Laura frowns. "Oh, I did it again, didn't I, Murph?"

"What's that?"

"I came down on him a bit hard. Don't you think?"

"You're asking me, Laura? I'm one of those people who believe with all my heart you can't be too rich, you can't be too thin, and you just can't come down too hard on that guy." Laura turns back to the paper as Murphy continues to look at the door. "But uh yeah, I think you did."


Steele is in the limo, and beside him are four brand new bottles of St. Jacques du Par, 78. Fred pulls the limo to a stop before a house. Steele picks up a bottle, then leans forward. "If Miss Holt calls, Fred, ummm-"

"Lie, sir?" Fred asks.

"Well put," Steele says. Fred smiles. "Treat yourself to an oil and grease job, Fred, and keep up the good work," he says, getting out of the car. Fred nods and then turns slowly back around.

In the house, Megan is doing exercises when there's a knock on her door. She gets up and peers through the glass. "Yes?"

Steele looks back at her. "Megan? Megan O'Toole?"

She smiles, and opens the door, leaving the chain on. "Hi. I know you."

He puts his face in the door, looking suddenly uncertain. "I'm sorry. This is all wrong. I'm sorry I bothered you." He takes off.

Megan quickly unfastens the chain and comes out, following him down the walk. "Mr. Peppler! Bob! Hey, Bob! Is something the matter?" she asks as he sits on a wall.

"Oh, this is so unfair. You don't even know me. I'm the husband of a friend, you're a kind looking lady I happened to see in a restaurant- Oh. Of all the gin joints in all the towns in all the world. Hmm. Never mind."

"Did you want to tell me about it?" she asks.

"Oh, what's to tell? Judy filed the papers today. My son won't speak to me. The dog ate my slippers-"

"Oh, I'm sorry," she sympathizes, she pulls his jacket from his shoulders and begins to massage them. Steele smiles "You're so tight," she complains.

"Speaking of which," he says, "I've got something here. Sort of a - friendship offering? A gift," he says, holding up the bottle. "This bottle of wine. From my attorney, Malcolm Marcall."

"Boy, I thought you were talking something really romantic," she says, continuing to massage his shoulders. "You know, like, candles, and lotions goodstuff-"

"Next time, maybe.

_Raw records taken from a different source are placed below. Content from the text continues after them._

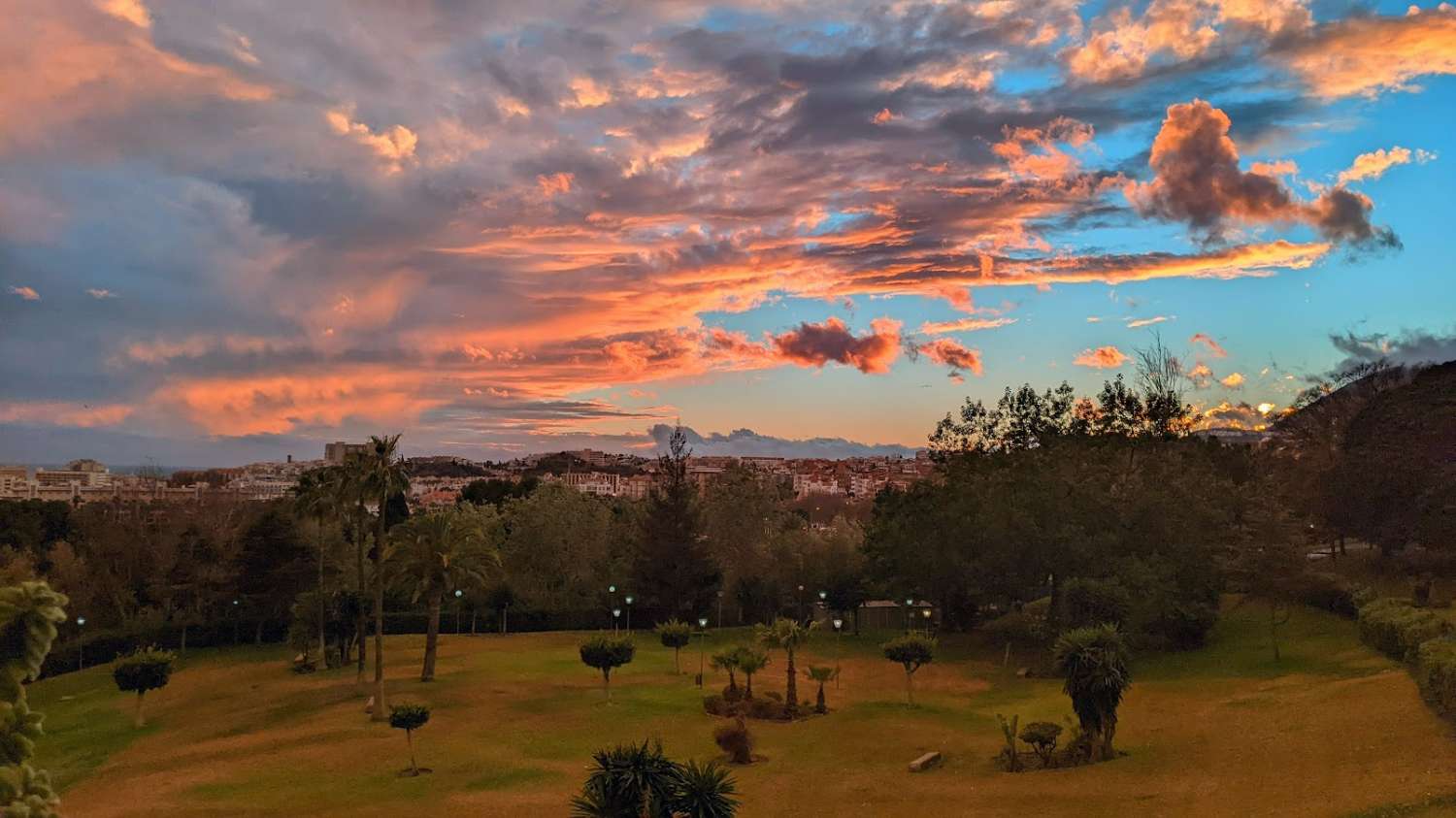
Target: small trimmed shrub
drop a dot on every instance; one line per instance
(1042, 739)
(676, 635)
(911, 652)
(1397, 629)
(410, 718)
(736, 741)
(148, 669)
(606, 654)
(1436, 672)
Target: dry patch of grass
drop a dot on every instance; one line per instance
(1331, 730)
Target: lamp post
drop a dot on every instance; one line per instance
(702, 638)
(839, 631)
(81, 643)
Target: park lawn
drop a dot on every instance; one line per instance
(1331, 730)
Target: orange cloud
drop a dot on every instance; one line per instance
(952, 354)
(1371, 54)
(1374, 163)
(1101, 358)
(1213, 345)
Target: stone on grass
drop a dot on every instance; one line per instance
(925, 762)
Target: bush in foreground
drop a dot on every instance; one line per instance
(606, 654)
(410, 718)
(28, 617)
(640, 780)
(148, 669)
(911, 651)
(1092, 663)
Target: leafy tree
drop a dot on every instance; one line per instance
(673, 567)
(786, 635)
(750, 661)
(911, 651)
(440, 552)
(273, 565)
(384, 474)
(558, 547)
(28, 617)
(410, 718)
(676, 635)
(821, 674)
(146, 669)
(497, 492)
(1042, 739)
(1092, 663)
(606, 654)
(727, 661)
(641, 782)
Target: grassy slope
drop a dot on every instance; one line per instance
(1334, 730)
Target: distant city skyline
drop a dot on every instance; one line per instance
(233, 233)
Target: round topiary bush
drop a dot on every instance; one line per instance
(148, 669)
(410, 718)
(606, 654)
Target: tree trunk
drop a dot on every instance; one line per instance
(379, 611)
(791, 693)
(431, 638)
(358, 564)
(323, 616)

May I pour you some?" he asks.

She comes closer. "I don't really think we need that kind of stuff," she tells him, kissing the side of his neck.

"We don't?" She shakes her head, continuing to kiss him as he asks, "What's the matter? The vintage?" She keeps kissing his neck and jaw, moving closer and closer to his lips. "The bottler." She gives him a BIG kiss.

"See, I don't - how do you say?- don't imbibe. You know, no meats, no cigarettes, no-" She moves away.

"St. Jacques du Par 78?"

"Definitely not that," she tells him.

He looks at her. "Then there's absolutely no way I can possibly persuade you to share a drop with me?" he asks. She shakes her head, smiling. "What if I threatened to-" She looks a bit alarmed, until he grabs her. "Ravish you?"

"The corkscrew is in my kitchen," she tells him.


Later, Steele staggers back to the limo, and Fred starts the car. As Steele gets in, Fred asks, "On to- Janet Kimmell, sir?"

Steele nods. "That will be fine, Fred," he says, his speech slurred, almost asleep.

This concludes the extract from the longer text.